Annotation format. One of coco, kitti, nuscenes, or custom.
Arbitrary key-value pairs for tracking simulator version, scene parameters, or any other context.
List Datasets
Retrieve all datasets belonging to a project with pagination support.
curl "https://api.lucitra.io/v1/datasets?project_id=proj_abc123&limit=20&offset=0" \
-H "Authorization: Bearer luci_your_api_key"
resp = requests.get(
"https://api.lucitra.io/v1/datasets" ,
headers = { "Authorization" : "Bearer luci_your_api_key" },
params = { "project_id" : "proj_abc123" , "limit" : 20 , "offset" : 0 },
)
datasets = resp.json()
Filter datasets to this project.
Maximum number of datasets to return.
Number of datasets to skip for pagination.
{
"datasets" : [
{
"id" : "ds_7kx9m2" ,
"project_id" : "proj_abc123" ,
"name" : "warehouse-v3" ,
"format" : "coco" ,
"scene_count" : 5000 ,
"total_size_bytes" : 2147483648 ,
"uploaded_at" : "2026-03-06T12:05:00Z"
}
],
"total" : 1
}
Array of dataset objects.
Total number of datasets matching the query, regardless of limit and offset.
Get a Single Dataset
Retrieve full details for a specific dataset by ID.
curl "https://api.lucitra.io/v1/datasets/ds_7kx9m2" \
-H "Authorization: Bearer luci_your_api_key"
resp = requests.get(
"https://api.lucitra.io/v1/datasets/ds_7kx9m2" ,
headers = { "Authorization" : "Bearer luci_your_api_key" },
)
dataset = resp.json()
{
"id" : "ds_7kx9m2" ,
"project_id" : "proj_abc123" ,
"name" : "warehouse-v3" ,
"gcs_path" : "gs://lucitra-datasets/proj_abc123/ds_7kx9m2/warehouse-v3.tar.gz" ,
"format" : "coco" ,
"scene_count" : 5000 ,
"total_size_bytes" : 2147483648 ,
"metadata" : {
"simulator" : "isaac-sim" ,
"version" : "4.5.0" ,
"scene_count" : 5000
},
"uploaded_at" : "2026-03-06T12:05:00Z"
}
Unique dataset identifier.
The project this dataset belongs to.
Human-readable dataset name.
Internal Google Cloud Storage path where the data is stored.

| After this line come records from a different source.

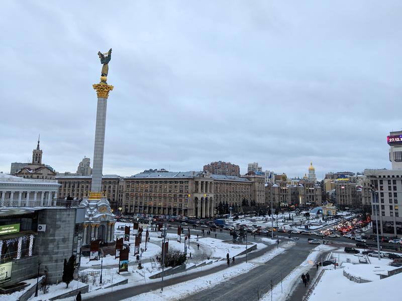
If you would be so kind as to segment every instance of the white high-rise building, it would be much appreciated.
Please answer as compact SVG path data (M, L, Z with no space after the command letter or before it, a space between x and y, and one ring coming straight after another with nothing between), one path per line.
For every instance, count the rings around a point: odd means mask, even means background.
M402 169L402 131L390 132L386 137L392 169Z
M275 173L272 171L265 171L265 183L271 185L275 184Z
M90 159L84 157L84 159L78 164L77 175L78 176L90 176L92 175L92 169L90 165Z
M247 167L247 173L250 172L262 172L262 168L258 166L258 162L253 162L253 163L249 163L248 167Z

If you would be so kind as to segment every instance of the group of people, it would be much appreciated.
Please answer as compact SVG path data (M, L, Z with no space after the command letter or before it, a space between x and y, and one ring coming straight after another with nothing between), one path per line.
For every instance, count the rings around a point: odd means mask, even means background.
M306 275L301 274L301 280L305 285L305 287L306 287L309 283L309 281L310 281L310 275L308 272L306 273Z
M230 256L229 256L229 253L228 253L226 254L226 261L228 263L228 267L230 266ZM232 264L235 264L235 256L232 257Z

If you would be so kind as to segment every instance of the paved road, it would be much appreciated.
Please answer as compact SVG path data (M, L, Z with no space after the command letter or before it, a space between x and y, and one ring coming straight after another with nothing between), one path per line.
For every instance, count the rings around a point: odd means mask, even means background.
M297 243L286 252L271 260L250 270L220 283L213 289L207 288L185 297L182 301L256 301L257 291L260 295L270 289L272 279L273 285L280 282L284 277L306 259L312 246Z
M312 246L309 246L312 247ZM253 258L260 256L266 252L269 251L270 249L276 247L274 245L271 245L267 248L265 248L256 252L252 252L248 254L248 259L251 260ZM245 258L239 258L236 260L236 263L240 263L245 262ZM182 282L192 280L198 278L198 277L202 277L207 275L216 273L217 272L223 270L227 268L226 264L221 264L212 268L204 270L197 273L194 273L184 275L181 277L172 278L170 279L165 279L163 283L165 287L169 285L172 285ZM148 283L147 284L142 284L141 285L137 285L133 287L128 287L127 288L124 288L120 289L118 292L110 292L105 293L101 295L96 296L92 297L85 297L85 294L83 295L83 299L85 301L116 301L118 300L122 300L137 295L147 292L151 290L155 289L160 289L161 284L160 282L153 282ZM205 299L207 300L208 299Z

Annotation format: coco, kitti, nuscenes, or custom.
Number of scenes detected in the dataset after upload processing.
Total size of the uploaded file in bytes.
User-provided metadata from dataset creation.
ISO 8601 timestamp of when the upload completed.
Use the gcs_path value when configuring provenance tracking in the compliance engine. It uniquely identifies the stored artifact.